> >

Siap-Siap, Pembangunan IKN Butuh 200.000 Pekerja Lapangan

Peristiwa | 3 Juni 2022, 18:53 WIB
Ilustrasi pasokan semen untuk pembangunan Ibu Kota Negara (IKN). (Sumber: Dok. Semen Indonesia )

JAKARTA, KOMPAS.TV - Perencanaan dan pembangungan di Ibu Kota Nusantara (IKN) akan melibatkan 150.000 sampai 200.000 pekerja di lapangan.

Hal ini sesuai dengan arahan Presiden Joko Widodo (Jokowi) yang meminta perencanaan dan pembangunan di Ibu Kota Nusantara (IKN) lebih matang dan melibatkan semua kementerian lembaga terkait.

“Dalam hal ini, semua kementerian yang tergabung dalam tim transisi memang sudah bekerja dan melakukan konsolidasi dan koordinasi di antara mereka,” ujar Kepala Badan Otorita IKN Bambang Susantono dalam keterangannya seusai mengikuti rapat terbatas yang dipimpin oleh Presiden Joko Widodo di Istana Kepresidenan Bogor, Jumat (3/6/2022).

Keterlibatan banyaknya pekerja lapangan itu akan direalisasikan pada 2023. Menurut Bambang, banyak pekerja dibutukan karena waktunya terbatas dan harus mencapai beberapa target.

Baca Juga: Kepindahan IKN Nusantara Buka Peluang UMKM Kerupuk Amplang Naik Daun

Kendati demikian, Bambang tidak menampik kondisi lingkungan hidup dan interaksi dengan masyarakat sekitar harus tetap diperhatikan selama rangkaian proses pembangunan IKN. 

"Jadi diarahkan tadi untuk tetap memperhatikan kondisi lingkungan hidup dan kemudian juga kondisi dengan bagaimana berinteraksi dengan masyarakat. Kami juga mengharapkan nanti ada pola-pola di mana masyarakat sudah bisa terlibat langsung di dalam pembangunan ini," ucap Bambang.

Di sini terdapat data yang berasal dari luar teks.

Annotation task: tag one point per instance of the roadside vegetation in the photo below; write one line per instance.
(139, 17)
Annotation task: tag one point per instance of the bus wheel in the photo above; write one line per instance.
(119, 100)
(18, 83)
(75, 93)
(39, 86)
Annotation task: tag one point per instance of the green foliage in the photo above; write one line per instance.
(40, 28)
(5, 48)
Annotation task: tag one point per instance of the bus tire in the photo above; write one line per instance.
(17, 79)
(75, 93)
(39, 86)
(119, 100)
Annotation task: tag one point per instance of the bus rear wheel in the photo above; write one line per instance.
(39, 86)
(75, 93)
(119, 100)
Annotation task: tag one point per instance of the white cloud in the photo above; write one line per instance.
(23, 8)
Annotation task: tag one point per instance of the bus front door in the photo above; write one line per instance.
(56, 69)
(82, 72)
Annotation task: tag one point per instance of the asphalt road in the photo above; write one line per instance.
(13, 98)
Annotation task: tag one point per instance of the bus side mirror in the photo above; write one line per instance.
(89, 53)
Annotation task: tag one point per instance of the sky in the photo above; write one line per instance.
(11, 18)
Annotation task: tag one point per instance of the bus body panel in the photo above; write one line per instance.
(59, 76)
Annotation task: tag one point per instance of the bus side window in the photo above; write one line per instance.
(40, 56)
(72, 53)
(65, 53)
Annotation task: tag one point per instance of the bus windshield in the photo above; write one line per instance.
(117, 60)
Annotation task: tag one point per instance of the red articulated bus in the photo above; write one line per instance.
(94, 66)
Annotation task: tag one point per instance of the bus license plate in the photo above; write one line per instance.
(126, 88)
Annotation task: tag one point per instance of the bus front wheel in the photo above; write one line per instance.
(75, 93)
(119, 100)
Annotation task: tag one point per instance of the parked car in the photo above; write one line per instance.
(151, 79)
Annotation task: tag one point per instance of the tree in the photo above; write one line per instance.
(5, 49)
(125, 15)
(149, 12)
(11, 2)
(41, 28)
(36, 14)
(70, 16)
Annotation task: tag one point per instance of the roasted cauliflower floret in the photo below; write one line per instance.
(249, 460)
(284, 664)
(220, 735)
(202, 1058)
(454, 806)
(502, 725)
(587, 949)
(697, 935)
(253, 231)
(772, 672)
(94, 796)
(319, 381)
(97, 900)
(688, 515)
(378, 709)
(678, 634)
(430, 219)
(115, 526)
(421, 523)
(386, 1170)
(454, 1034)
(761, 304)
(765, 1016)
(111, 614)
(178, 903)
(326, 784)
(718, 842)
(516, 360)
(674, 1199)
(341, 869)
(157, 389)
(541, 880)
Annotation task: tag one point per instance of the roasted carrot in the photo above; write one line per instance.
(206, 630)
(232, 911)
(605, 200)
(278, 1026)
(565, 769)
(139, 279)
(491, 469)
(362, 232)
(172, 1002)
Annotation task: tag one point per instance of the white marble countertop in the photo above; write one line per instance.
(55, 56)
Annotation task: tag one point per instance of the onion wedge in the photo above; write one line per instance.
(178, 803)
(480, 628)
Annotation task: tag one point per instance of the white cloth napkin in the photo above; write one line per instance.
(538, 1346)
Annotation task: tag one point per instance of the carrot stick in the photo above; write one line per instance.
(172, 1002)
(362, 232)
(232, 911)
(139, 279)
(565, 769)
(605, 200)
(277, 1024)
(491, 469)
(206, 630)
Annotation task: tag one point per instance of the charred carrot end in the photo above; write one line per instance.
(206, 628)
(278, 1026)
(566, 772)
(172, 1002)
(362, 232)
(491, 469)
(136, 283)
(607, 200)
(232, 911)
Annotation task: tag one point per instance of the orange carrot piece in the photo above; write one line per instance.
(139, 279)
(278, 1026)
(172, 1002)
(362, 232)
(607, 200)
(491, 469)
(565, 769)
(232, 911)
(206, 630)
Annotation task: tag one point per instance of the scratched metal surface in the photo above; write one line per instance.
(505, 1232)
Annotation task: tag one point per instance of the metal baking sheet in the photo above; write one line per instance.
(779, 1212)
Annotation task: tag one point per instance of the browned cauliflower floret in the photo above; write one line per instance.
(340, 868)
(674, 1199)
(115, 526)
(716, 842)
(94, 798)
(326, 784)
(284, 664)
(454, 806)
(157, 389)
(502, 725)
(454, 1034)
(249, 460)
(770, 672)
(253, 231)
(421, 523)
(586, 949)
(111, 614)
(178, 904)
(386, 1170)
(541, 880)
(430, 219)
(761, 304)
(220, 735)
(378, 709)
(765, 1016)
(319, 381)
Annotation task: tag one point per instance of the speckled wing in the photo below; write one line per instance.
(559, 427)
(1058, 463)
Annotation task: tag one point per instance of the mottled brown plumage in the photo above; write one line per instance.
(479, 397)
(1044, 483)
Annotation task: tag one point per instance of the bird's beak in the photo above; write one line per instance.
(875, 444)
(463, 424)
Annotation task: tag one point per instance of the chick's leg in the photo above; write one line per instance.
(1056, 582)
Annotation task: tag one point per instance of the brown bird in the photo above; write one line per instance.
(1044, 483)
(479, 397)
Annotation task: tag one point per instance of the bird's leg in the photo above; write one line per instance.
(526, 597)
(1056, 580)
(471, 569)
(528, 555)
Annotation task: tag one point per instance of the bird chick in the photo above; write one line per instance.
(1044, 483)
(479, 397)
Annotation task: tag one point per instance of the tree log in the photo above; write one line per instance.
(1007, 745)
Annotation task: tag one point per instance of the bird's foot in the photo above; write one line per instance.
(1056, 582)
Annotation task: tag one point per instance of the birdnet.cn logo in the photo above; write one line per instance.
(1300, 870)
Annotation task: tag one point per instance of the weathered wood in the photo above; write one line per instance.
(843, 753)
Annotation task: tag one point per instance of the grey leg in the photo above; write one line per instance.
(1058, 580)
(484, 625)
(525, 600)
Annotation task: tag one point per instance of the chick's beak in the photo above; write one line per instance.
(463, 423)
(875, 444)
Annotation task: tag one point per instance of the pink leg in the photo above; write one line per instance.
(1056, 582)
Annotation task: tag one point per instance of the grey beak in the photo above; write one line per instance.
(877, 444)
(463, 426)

Bambang mengungkapkan konversi hutan dan lahan akan dilakukan sesuai dengan peraturan perundang-undangan yang berlaku. Oleh karena itu, pemerintah akan melakukan reforestasi hutan agar kondisi hutan tetap terjaga.

Baca Juga: Luhut Ajak Pengusaha Belanda Berinvestasi di IKN

Tujuannya, sustainable forest city untuk Nusantara bisa terwujud dengan baik sebagai kota yang hijau, cerdas, inklusif, serta berkelanjutan.